Here goes my attempt at putting this thread out of its misery:
Regarding the original post, the functionality already exists. The reading status of announcements is saved in your browser's Local Storage. Items saved in Local Storage do not have an expiration date and should persist until you manually delete them.
If you are regularly clearing Local Storage and want the setting to be saved server-side, the answer will be the same as in other similar threads. Some settings will be moved to the server in the future. You likely won't get an ETA or confirmation that this is one of those settings.
Your posts on network security and cookies, I'm afraid, read like the ramblings of a luddite.
Your
first reply conflates your requested convenience feature with matters of web security. Any website that provides a customized experience for its users needs to store information locally. For a website with a login this could be as small as a random session identifier. It doesn't really matter where this information is stored (Local Storage, Session Storage, Cookies) but if you delete this information the website will forget about you. It is also common to save some additional information locally for various reasons. As an example, MangaDex stores reader settings locally on purpose because people will have different settings depending on the device type. I do actually agree with you that it would be nice to store dismissals of announcements server-side. But that is a matter of convenience not security.
In your
next reply you conflate the concepts of privacy and security. You link an article that talks about privacy concerns with cookies.

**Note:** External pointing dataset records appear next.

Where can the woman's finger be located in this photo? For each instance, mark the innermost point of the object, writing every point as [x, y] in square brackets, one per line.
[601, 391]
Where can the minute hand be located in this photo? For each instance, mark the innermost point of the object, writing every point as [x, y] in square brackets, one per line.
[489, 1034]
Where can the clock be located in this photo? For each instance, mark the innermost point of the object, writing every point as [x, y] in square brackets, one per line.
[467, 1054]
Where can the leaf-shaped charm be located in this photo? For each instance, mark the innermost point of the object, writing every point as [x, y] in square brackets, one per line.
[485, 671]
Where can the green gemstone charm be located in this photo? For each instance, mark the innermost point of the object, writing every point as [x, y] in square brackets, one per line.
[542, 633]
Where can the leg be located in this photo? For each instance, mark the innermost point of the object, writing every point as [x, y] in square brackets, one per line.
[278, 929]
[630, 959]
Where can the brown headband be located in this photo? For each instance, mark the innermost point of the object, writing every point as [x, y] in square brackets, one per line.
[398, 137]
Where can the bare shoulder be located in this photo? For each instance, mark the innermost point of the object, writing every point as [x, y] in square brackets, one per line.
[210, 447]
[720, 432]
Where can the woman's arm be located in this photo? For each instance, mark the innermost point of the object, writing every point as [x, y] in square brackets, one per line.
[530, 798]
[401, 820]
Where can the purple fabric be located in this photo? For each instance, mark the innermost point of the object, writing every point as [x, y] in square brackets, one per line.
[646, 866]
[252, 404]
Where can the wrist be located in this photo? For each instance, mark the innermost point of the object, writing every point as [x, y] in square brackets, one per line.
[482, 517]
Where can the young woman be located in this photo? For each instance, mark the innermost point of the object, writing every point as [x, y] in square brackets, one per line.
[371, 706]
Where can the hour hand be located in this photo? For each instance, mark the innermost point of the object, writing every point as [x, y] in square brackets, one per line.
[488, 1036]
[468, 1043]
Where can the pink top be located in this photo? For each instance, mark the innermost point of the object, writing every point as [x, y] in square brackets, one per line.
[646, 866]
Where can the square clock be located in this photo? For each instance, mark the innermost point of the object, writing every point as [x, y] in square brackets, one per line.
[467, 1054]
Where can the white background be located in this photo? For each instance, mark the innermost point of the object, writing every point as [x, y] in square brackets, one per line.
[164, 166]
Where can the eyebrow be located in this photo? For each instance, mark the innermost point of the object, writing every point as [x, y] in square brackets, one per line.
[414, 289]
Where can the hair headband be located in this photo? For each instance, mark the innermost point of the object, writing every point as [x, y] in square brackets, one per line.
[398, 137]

Next you link to MangaDex's previous data breach which was caused by an RCE and had little to do with "cookie security". Having "to re agree" the use of cookies in any new browser you use is an inevitability of all websites with login and account functionality. Most people are happy with the "overuse" of cookies (Local Storage) because they do not sign into new devices very often and the announcement shows up only once at the beginning for any web browser in its default setup.
Your
third reply already contains mostly incoherent ramblings about some cookie going rogue and stealing your banking information. This, again, confuses the privacy issues with cookies for security issues. Cookies are often used to "steal" marketing-relevant information about you. The companies behind these services are trying to gather as much information about you as they can so that they can place more relevant ads and get you to buy more unnecessary things. They are not trying to find out your mother's maiden name to social engineer your bank into transfering all your money to them. The specific purpose of tools like uBlock Origin is to block these types of cookies without disrupting site functionality. Which is why MangaDex works just fine with it enabled. Blocking all first-party cookies will break pretty much all websites with any type of login.
This reply encapsulates your tech illiteracy very well. You claim that telling the average user to enable cookies is "terrible advice", but all mainstream browsers (even more privacy-focused ones) enable at least some cookies by default. They do this because blocking all cookies breaks, within a margin of error, all websites on the internet. You then again continue with the whole "stealing bank logins and passwords" claim. Please provide a source for a single hack where banking logins where exfiltrated using cookies from an unrelated site.
What do you think "local" means? It's called Local Storage, because it is local to the specific web browser.
Generally, you are preventing the MangaDex website from using legitimate tools such as a persistent Local Storage and complaining about degraded functionality. Your initial request is actually quite reasonable after you explained it a little more clearly and I have upvoted it to show my support. As with any suggestion costing dev time, it's a "maybe" on if it will be implemented and a "someday" on when. It does not seem like the highest priority item.
The rest of this thread is, frankly, crazy. Cookies are not like a gun, loaded or otherwise. They are like kitchen knives. You can certainly stab someone with a kitchen knife, but they are an important tool that most people have in their home. You are the one advocating for keeping a single blunt kitchen knife in a lockbox in a cellar, wondering why it's a pain to use your kitchen to make a meal, and acting like we are all weird for just keeping our knives in the kitchen.